The large value of "B" would be a coefficient of a variable usually called "X" in your model. Usually, "X" has a real world meaning (could be income, could be a measured volume of something, etc.). So the job is to interpret this "B" in terms of "X". The usual definition (in ordinary least squares) is that a ONE UNIT increase in "X" corresponds to a "B" increase in "Y" (where "Y" is the dependent variable which you are modeling). It is similar (but not exact) when interpreting for a logistic regression: a ONE UNIT increase in "X" corresponds to a B increase in the log-odds (which is "Y" in this case). Therefore EXP(B) tells you the proportional increase in the odds for a ONE UNIT increase in "X". So the question which may help is "What does a ONE UNIT increase in X mean in the real world?" This may make the apparent extreme value seem more sensible. Another thing to ask is what is the range of X values in your data? for if this is much smaller than 1 then EXP(B) is effectively extrapolating well beyond what you have observed in the "X space" (something which is generally not recommended because the relationship may be different).
Put more succinctly the numerical value of your betas is related to the scale at which you measure your X variables (or independent variables).
The easiest mathematical way to see this is the form of the simple ordinary least squares estimate which is
B=(standard deviation of Y) / (standard deviation of X) * (correlation between Y and X)
This result is not exact in logistic regression, but it does approximately happen.
I would also recommend that replacing the observed proportions with (r_i+1)/(n_i+2) is not a bad way to go before plugging them into the logistic function, because it can help guard against creating extreme logit values (which are only an artifact of your choice of "small number").

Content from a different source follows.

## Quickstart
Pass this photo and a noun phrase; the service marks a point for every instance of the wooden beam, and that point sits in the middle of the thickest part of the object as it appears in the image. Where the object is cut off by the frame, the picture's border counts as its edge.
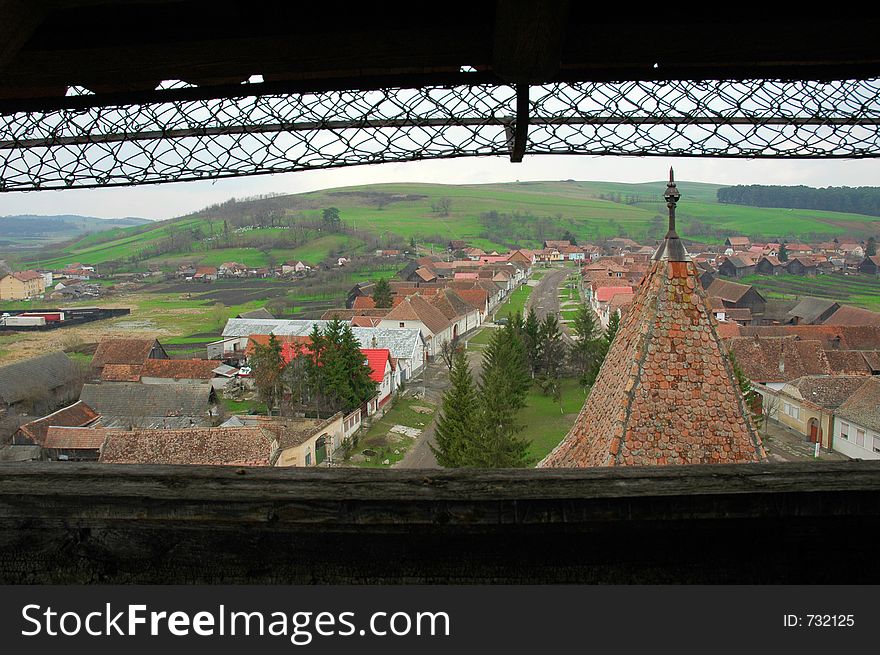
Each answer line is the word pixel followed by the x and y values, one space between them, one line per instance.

Extreme logit values can create outliers and influential points in the regression, and this can make your regression coefficients highly sensitive to these observations, or to be more precise, to your particular choice of "small number".
This has been called "Laplace's rule of succession" (add 1 success and 1 failure to what was observed) and it effectively "pulls" the proportion back towards 1/2, with less "pulling" the greater n_i is. In Bayesian language it corresponds to the prior information that it is possible for both of the binary outcomes to occur.